In part, the letter establishes a sufficient legislative nexus to enable Respondents to use legislative position and public resources to advocate on behalf of SEIU.


1.   "When a legislator becomes an advocate for a constituent, public resources and the office of a legislator may be used on behalf of that constituent if a government official or government office is involved or if the constituent is seeking assistance on legislative issues" (Advisory Opinion 2006 - No. 1).


2.   The Legislature's intent in appropriating the funds, as evidenced by the explicit budget language, was that the money would be used for compensation increases in addition to customary wage increases.

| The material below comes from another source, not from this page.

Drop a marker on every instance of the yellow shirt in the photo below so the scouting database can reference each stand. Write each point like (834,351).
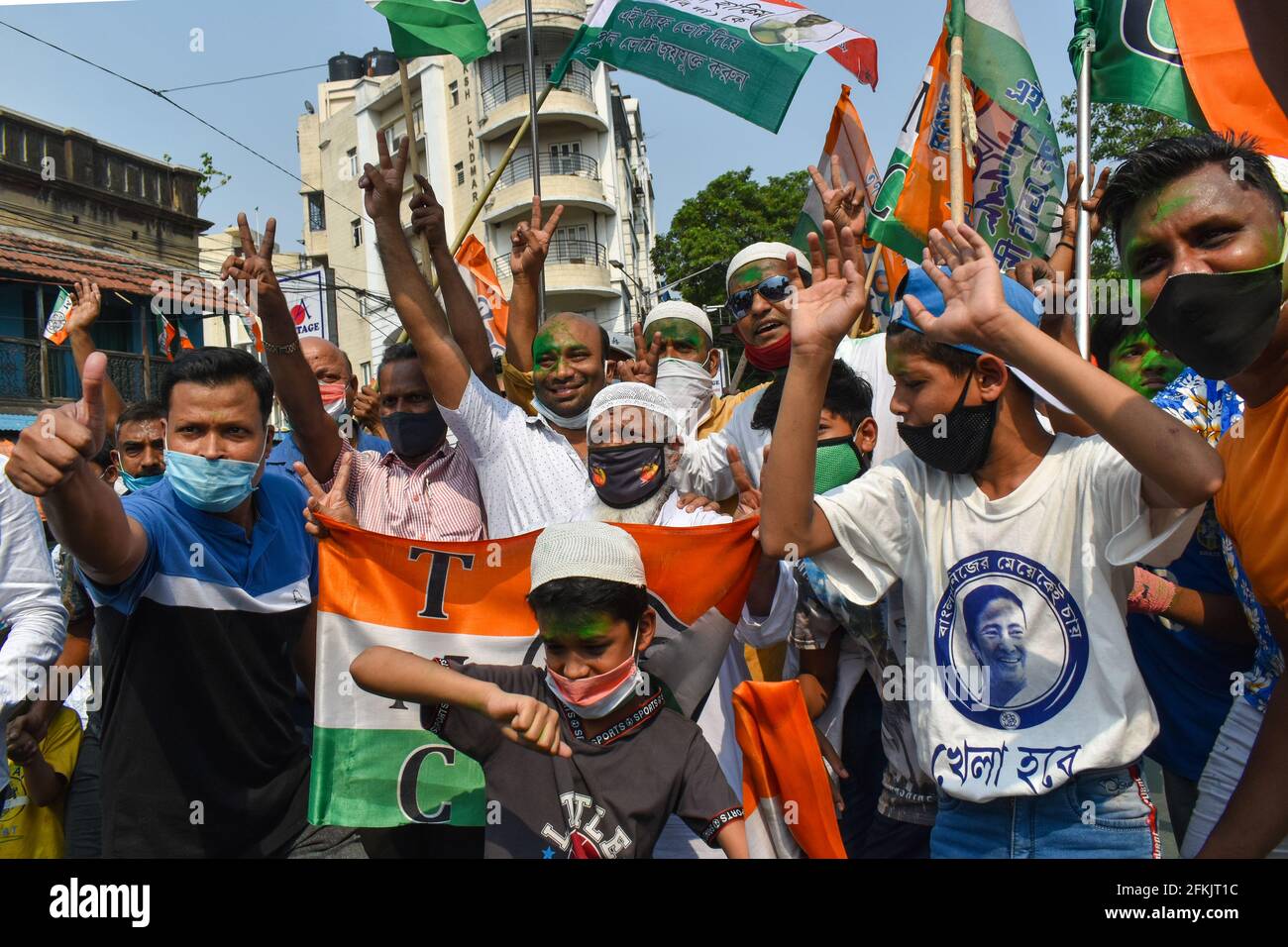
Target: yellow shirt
(37,831)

3.   In this case, allegations that this legislative intent was being thwarted or ignored established the requisite nexus to enable Respondents to respond to the request from SEIU for assistance.


The letter also addresses issues which lack the requisite nexus.


4.   For instance, the Respondent's criticism directed at BHR's choice of law firm and comments relative to the "anti-union" bias of that firm and its activities outside these negotiations appear as ill-disguised attempts to dictate to BHR how to manage its internal business decisions on matters not related to the purpose of the appropriation. Overall, significant portions of the letter reflect Respondent's general interest in labor issues and general support for one side involved in bargaining, neither of which justifies the use of public resources in an advocacy role (Advisory Opinion 2006 - No. 1).


5.   Legislators are responsible for the contents of their publications (see, for example, In Re Huff and Schmidt, Complaint Opinion 1998 - No. 3).


VI.      Conclusion and Summary


The Board is not sympathetic to claims a document was not carefully reviewed or that legislators are too busy to question the contents or proposed use of a document.


This is the first case to follow Advisory Opinion 2006 - No. 1 which held, in part, that when a sufficient legislative nexus is established a legislator may use state stationery to advocate for one of the parties involved in collective bargaining. However, that opinion did not address the use of this public resource when, as here, a portion of the letter is permitted by the Act and portions are not.


Therefore, we conclude that prospectively the use of a public resource in the fashion it was used in this case will constitute a violation of the Act because the non-legislative use is not de minimis.


VII.      Order


IT IS HEREBY ORDERED, ADJUDGED AND DECREED that no further proceedings are warranted in this case and it is dismissed.